Word decoding

Name: word
Category: cognitive decoding
Dataset: Nieuwland2018
Objective: Retrieval
Split: Predefined

Usage

neuralbench eeg word
Show config.yaml
# Copyright (c) Meta Platforms, Inc. and affiliates.
# All rights reserved.
#
# This source code is licensed under the license found in the
# LICENSE file in the root directory of this source tree.

data:
  study:
    source:
      name: Nieuwland2018Large
      query: "site not in ['GLAS', 'LOND']"
    preprocess_text:
      name: TextPreprocessor
      neuro_event_type: Eeg
    split:
      name: SklearnSplit
      split_by: sequence_id
      valid_split_ratio: 0.1
      test_split_ratio: 0.1
      valid_random_state: 33
      test_random_state: 33
  target:
    name: SpacyEmbedding
    aggregation: trigger
    infra:
      cluster: auto
      keep_in_ram: true
      timeout_min: 180
      gpus_per_node: 1
      cpus_per_task: 10
      min_samples_per_job: 16
  trigger_event_type: Word
  start: -0.5
  duration: 3.0
  summary_columns: [text, sequence_id]
brain_model_output_size: &brain_model_output_size 1024
trainer_config.monitor: val/batch_top5_acc
trainer_config.mode: max
loss:
  name: ClipLoss
  norm_kind: y
  temperature: false
  symmetric: false
metrics: !!python/name:neuralbench.defaults.metrics.retrieval_metrics
test_full_retrieval_metrics: !!python/name:neuralbench.defaults.metrics.test_full_retrieval_metrics

Description

The word decoding task involves decoding word stimuli from EEG recordings [dAscoli2025]. In this task, we use the Nieuwland2018 dataset [Nieuwland2018], which contains EEG data recorded across 8 UK laboratories while subjects read 80 sentences on a screen in a rapid serial visual presentation paradigm. Word embeddings are extracted using contextualized GPT-2 representations.

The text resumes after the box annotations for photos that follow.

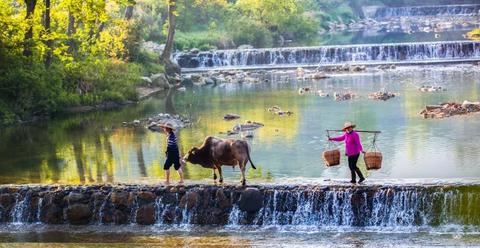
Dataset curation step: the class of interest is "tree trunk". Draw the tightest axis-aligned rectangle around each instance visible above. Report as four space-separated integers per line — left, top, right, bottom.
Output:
67 11 77 54
125 0 135 21
161 0 177 61
43 0 53 68
23 0 37 57
160 0 180 76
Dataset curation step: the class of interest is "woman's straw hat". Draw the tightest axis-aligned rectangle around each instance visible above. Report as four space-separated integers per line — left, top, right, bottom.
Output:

We exclude the GLAS (Glasgow, 128-channel BioSemi) and LOND (London, 34-channel) sites because their EEG montages are incompatible with the standard ~64-channel 10-20 systems used by the other 6 sites. Including them inflates the channel dimension to 194 (the union of all unique channel names) with heavy zero-padding, significantly slowing training without improving evaluation quality.

As in [dAscoli2025], the retrieval set is built from the 250 most frequent words in the test split.

References

[dAscoli2025] (1,2)

d’Ascoli, Stéphane, et al. “Towards decoding individual words from non-invasive brain recordings.” Nature Communications 16.1 (2025): 10521.

[Nieuwland2018]

Nieuwland, Mante S., et al. “Large-scale replication study reveals a limit on probabilistic prediction in language comprehension.” ELife 7 (2018): e33468.